The Joint Health Sector Unions (JOHESU), has urged the incoming government to review selection of ministers and chief executives in the sector which will in turn resolve the challenges confronting the segment.
This was contained in a statement signed by JOHESU acting national secretary, Matthew Ajorutu, for Biobelemoye Josiah, its national chairman.
The health organisation in the statement bemoaned the healthcare sector Ministries Departments, and Agencies (MDAs),currently administered by the physicians, adding that they are rotting away.
The release reads in part: “In the current dispensation, the reality in our country is that we need far and wide-reaching reforms to generate new building blocks for sustainable development in all frontiers of our collapsing social fabrics.
“Our health sector has been progressively destroyed in the last three dispensations of leadership with special regards to ministerial appointments at the federal ministry of health since 2011 to date.

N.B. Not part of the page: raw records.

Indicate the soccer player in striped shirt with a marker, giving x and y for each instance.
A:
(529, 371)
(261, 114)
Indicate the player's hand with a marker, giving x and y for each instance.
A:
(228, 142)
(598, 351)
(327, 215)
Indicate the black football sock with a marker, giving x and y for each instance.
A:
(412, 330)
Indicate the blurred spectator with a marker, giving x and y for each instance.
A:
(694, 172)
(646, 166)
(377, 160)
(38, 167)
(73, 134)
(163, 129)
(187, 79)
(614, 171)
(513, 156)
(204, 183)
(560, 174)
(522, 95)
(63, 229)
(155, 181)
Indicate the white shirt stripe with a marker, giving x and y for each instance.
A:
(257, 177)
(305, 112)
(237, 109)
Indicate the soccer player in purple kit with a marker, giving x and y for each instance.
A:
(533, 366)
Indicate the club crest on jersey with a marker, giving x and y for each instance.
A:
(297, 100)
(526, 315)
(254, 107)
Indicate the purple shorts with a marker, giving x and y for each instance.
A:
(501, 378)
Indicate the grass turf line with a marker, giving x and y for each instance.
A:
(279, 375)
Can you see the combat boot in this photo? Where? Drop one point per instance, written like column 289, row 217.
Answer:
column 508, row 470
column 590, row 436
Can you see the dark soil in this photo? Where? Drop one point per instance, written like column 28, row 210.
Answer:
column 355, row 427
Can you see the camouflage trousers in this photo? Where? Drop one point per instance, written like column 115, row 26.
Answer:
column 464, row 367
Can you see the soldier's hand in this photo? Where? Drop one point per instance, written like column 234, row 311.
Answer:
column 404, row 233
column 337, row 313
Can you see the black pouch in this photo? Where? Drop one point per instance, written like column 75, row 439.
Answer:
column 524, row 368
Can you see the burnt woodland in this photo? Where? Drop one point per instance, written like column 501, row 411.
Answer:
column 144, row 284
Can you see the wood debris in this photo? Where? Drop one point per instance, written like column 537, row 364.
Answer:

“Today, the health system in Nigeria which is rated 187th out of 191 health systems by the World Health Organisation (WHO) through the machinations of the leadership of physicians stands no chance of redemption. This would be possible if the President-elect comes up with a unique model of reforms which places a premium on change-agents who are not necessarily health workers to redress the pestiferous propensities in the heavily infested health system of our country as presently nurtured by physicians at the ministerial parastatals and other agencies of the federal ministry of health.
“In a larger bid to redress the huge ills in the health sector, the JOHESU/AHPA wishes to facilitate the reform agenda of the President-elect by proposing the reflected charter of demand to the incoming administration.”
On the other hand, JOHESU kicked against deficiencies of the University Teaching Hospital Act cap 436, laws of the federation of Nigeria, 2004. It also condemned the discriminatory salaries and wages in the health sector and imbalances in the directorate structure of the federal ministry of health.